Bristol droned on, but no one was listening except the professor, who was herself extraordinarily high and picturing the leftover peach pie in the freezer which, when warmed and paired with a Diet Coke from the department vending machine, would be the most satisfying meal she’d had all week. 

“So yeah. I know that part about topology was probably a lot, but I think it’s relevant when we think about the concavity of the speculum.”

“Yes, yes, good.” Dr. Khusari replied slowly, letting her British accent imbue every syllable with the confidence that can only come from a thousand years of empire. “Why don’t we all just take a few minutes break? Would that be alright? We’ll reconvene at 7:30.”

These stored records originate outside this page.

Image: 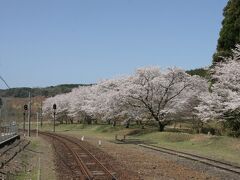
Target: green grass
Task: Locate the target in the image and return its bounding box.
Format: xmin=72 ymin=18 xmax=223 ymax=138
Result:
xmin=35 ymin=124 xmax=240 ymax=165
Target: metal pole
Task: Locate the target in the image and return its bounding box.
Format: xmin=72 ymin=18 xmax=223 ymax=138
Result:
xmin=53 ymin=110 xmax=56 ymax=132
xmin=28 ymin=92 xmax=31 ymax=137
xmin=36 ymin=112 xmax=38 ymax=137
xmin=40 ymin=101 xmax=43 ymax=128
xmin=23 ymin=112 xmax=26 ymax=134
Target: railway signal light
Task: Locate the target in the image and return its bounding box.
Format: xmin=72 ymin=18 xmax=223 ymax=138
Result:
xmin=53 ymin=104 xmax=57 ymax=132
xmin=23 ymin=104 xmax=28 ymax=111
xmin=23 ymin=104 xmax=28 ymax=135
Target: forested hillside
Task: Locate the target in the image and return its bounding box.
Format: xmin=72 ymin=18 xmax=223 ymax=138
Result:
xmin=0 ymin=84 xmax=91 ymax=98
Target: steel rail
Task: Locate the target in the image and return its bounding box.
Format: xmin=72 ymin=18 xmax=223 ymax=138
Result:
xmin=54 ymin=135 xmax=117 ymax=180
xmin=41 ymin=132 xmax=93 ymax=180
xmin=40 ymin=132 xmax=117 ymax=180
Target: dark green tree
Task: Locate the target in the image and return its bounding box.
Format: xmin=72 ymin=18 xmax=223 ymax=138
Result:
xmin=213 ymin=0 xmax=240 ymax=64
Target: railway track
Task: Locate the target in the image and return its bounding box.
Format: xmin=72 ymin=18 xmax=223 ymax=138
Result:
xmin=40 ymin=132 xmax=116 ymax=180
xmin=139 ymin=144 xmax=240 ymax=175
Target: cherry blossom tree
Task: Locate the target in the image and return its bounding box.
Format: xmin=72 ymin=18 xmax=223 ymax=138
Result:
xmin=117 ymin=67 xmax=206 ymax=131
xmin=43 ymin=67 xmax=207 ymax=131
xmin=196 ymin=45 xmax=240 ymax=135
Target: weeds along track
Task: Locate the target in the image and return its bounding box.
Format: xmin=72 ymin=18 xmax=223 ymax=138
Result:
xmin=40 ymin=132 xmax=116 ymax=180
xmin=139 ymin=144 xmax=240 ymax=175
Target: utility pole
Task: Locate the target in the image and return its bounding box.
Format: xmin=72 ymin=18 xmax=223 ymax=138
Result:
xmin=28 ymin=92 xmax=32 ymax=137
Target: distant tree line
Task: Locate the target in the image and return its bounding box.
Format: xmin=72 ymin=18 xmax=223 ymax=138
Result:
xmin=0 ymin=84 xmax=91 ymax=98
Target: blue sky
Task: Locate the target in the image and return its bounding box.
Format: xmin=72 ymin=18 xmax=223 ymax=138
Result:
xmin=0 ymin=0 xmax=227 ymax=88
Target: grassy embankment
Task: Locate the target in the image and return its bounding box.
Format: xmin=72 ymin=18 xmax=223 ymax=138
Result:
xmin=32 ymin=124 xmax=240 ymax=165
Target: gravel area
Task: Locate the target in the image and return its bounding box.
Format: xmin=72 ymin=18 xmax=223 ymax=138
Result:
xmin=66 ymin=135 xmax=240 ymax=180
xmin=42 ymin=135 xmax=141 ymax=180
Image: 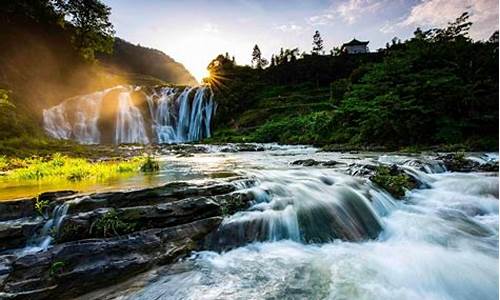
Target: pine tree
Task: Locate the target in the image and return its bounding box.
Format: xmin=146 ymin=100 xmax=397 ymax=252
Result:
xmin=312 ymin=30 xmax=323 ymax=54
xmin=252 ymin=44 xmax=268 ymax=69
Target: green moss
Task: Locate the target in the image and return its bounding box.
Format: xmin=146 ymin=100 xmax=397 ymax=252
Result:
xmin=141 ymin=155 xmax=160 ymax=172
xmin=35 ymin=197 xmax=49 ymax=218
xmin=90 ymin=209 xmax=136 ymax=237
xmin=370 ymin=166 xmax=416 ymax=198
xmin=49 ymin=261 xmax=66 ymax=277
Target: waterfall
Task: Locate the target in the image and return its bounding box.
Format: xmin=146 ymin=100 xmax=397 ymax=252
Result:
xmin=115 ymin=92 xmax=149 ymax=144
xmin=23 ymin=203 xmax=69 ymax=254
xmin=43 ymin=86 xmax=216 ymax=144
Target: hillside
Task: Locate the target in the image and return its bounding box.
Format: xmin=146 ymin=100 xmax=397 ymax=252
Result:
xmin=0 ymin=1 xmax=196 ymax=139
xmin=98 ymin=38 xmax=198 ymax=85
xmin=210 ymin=14 xmax=498 ymax=150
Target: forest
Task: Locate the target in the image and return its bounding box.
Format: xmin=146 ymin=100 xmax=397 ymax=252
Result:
xmin=208 ymin=13 xmax=498 ymax=149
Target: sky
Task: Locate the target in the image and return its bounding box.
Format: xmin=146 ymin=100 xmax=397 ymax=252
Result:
xmin=103 ymin=0 xmax=498 ymax=81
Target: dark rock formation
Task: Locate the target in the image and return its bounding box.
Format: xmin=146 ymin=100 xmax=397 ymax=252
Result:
xmin=292 ymin=158 xmax=341 ymax=167
xmin=0 ymin=181 xmax=252 ymax=299
xmin=437 ymin=153 xmax=498 ymax=172
xmin=0 ymin=217 xmax=222 ymax=299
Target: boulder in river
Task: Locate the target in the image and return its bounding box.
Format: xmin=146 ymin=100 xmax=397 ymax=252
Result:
xmin=0 ymin=181 xmax=252 ymax=299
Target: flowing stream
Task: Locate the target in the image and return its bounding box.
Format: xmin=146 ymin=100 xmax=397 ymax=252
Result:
xmin=86 ymin=145 xmax=499 ymax=299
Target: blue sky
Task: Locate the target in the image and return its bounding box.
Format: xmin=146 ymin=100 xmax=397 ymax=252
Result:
xmin=104 ymin=0 xmax=498 ymax=80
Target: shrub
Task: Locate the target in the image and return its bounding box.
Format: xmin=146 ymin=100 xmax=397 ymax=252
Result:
xmin=90 ymin=209 xmax=136 ymax=237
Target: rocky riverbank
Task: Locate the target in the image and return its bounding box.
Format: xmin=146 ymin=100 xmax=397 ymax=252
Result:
xmin=0 ymin=179 xmax=251 ymax=299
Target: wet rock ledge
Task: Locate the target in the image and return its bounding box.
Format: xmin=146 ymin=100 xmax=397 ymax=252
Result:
xmin=0 ymin=179 xmax=252 ymax=299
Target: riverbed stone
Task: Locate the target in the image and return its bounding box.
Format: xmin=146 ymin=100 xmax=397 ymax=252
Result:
xmin=0 ymin=217 xmax=43 ymax=251
xmin=0 ymin=217 xmax=222 ymax=299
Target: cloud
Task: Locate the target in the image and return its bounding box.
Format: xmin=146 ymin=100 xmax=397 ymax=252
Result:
xmin=335 ymin=0 xmax=386 ymax=24
xmin=307 ymin=0 xmax=390 ymax=25
xmin=379 ymin=22 xmax=398 ymax=34
xmin=397 ymin=0 xmax=498 ymax=39
xmin=202 ymin=23 xmax=220 ymax=33
xmin=276 ymin=23 xmax=303 ymax=32
xmin=307 ymin=13 xmax=335 ymax=25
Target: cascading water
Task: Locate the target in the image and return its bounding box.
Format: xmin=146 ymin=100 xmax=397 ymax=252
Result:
xmin=103 ymin=147 xmax=499 ymax=300
xmin=43 ymin=86 xmax=216 ymax=144
xmin=23 ymin=202 xmax=69 ymax=254
xmin=115 ymin=91 xmax=149 ymax=144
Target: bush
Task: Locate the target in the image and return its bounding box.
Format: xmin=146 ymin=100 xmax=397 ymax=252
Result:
xmin=90 ymin=209 xmax=136 ymax=237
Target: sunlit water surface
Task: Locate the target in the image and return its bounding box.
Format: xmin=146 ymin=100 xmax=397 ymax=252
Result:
xmin=7 ymin=145 xmax=499 ymax=300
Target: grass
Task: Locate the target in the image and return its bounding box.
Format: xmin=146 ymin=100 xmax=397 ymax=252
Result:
xmin=0 ymin=135 xmax=116 ymax=158
xmin=0 ymin=153 xmax=156 ymax=182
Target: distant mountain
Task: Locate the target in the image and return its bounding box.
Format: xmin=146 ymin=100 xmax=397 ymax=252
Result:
xmin=98 ymin=38 xmax=198 ymax=85
xmin=0 ymin=9 xmax=198 ymax=140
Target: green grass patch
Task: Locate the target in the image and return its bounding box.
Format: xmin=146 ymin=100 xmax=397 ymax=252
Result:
xmin=0 ymin=153 xmax=152 ymax=182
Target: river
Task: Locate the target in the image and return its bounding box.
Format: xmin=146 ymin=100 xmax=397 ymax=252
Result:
xmin=80 ymin=145 xmax=499 ymax=299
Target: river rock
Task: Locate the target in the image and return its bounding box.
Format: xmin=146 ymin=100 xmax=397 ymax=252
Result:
xmin=0 ymin=178 xmax=253 ymax=299
xmin=0 ymin=217 xmax=222 ymax=299
xmin=56 ymin=197 xmax=221 ymax=243
xmin=437 ymin=153 xmax=498 ymax=172
xmin=292 ymin=158 xmax=340 ymax=167
xmin=0 ymin=217 xmax=43 ymax=251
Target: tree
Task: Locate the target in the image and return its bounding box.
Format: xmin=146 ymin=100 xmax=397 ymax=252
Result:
xmin=252 ymin=44 xmax=269 ymax=69
xmin=330 ymin=47 xmax=342 ymax=56
xmin=312 ymin=30 xmax=323 ymax=54
xmin=55 ymin=0 xmax=115 ymax=60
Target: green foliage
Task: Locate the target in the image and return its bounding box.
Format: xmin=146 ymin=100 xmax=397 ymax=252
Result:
xmin=55 ymin=0 xmax=114 ymax=60
xmin=211 ymin=14 xmax=499 ymax=150
xmin=35 ymin=197 xmax=49 ymax=218
xmin=1 ymin=153 xmax=146 ymax=182
xmin=49 ymin=260 xmax=66 ymax=277
xmin=312 ymin=30 xmax=323 ymax=55
xmin=90 ymin=209 xmax=136 ymax=237
xmin=370 ymin=166 xmax=415 ymax=198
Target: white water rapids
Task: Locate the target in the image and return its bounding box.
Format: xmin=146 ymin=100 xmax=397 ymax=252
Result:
xmin=43 ymin=86 xmax=216 ymax=144
xmin=94 ymin=146 xmax=499 ymax=300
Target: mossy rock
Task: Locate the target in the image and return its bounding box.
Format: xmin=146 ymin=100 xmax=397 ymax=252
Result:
xmin=370 ymin=165 xmax=417 ymax=199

There was the quiet rustle of chairs sliding back, water bottles clicking open, granola bars being unwrapped. Bristol stood up and made his body flat against the wall so he could shuffle past the three students between him and the door. Once outside, he rounded the corner into the Humanities Department’s gender-neutral bathroom. He picked the stall furthest from the door, undid his vintage leather belt, and peeled the acid-washed skinny jeans away from his legs. He sat there, on the toilet, savoring the chilled porcelain and the hair on his thighs, which sprung up erratically now that their denim oppressor had been pushed away. 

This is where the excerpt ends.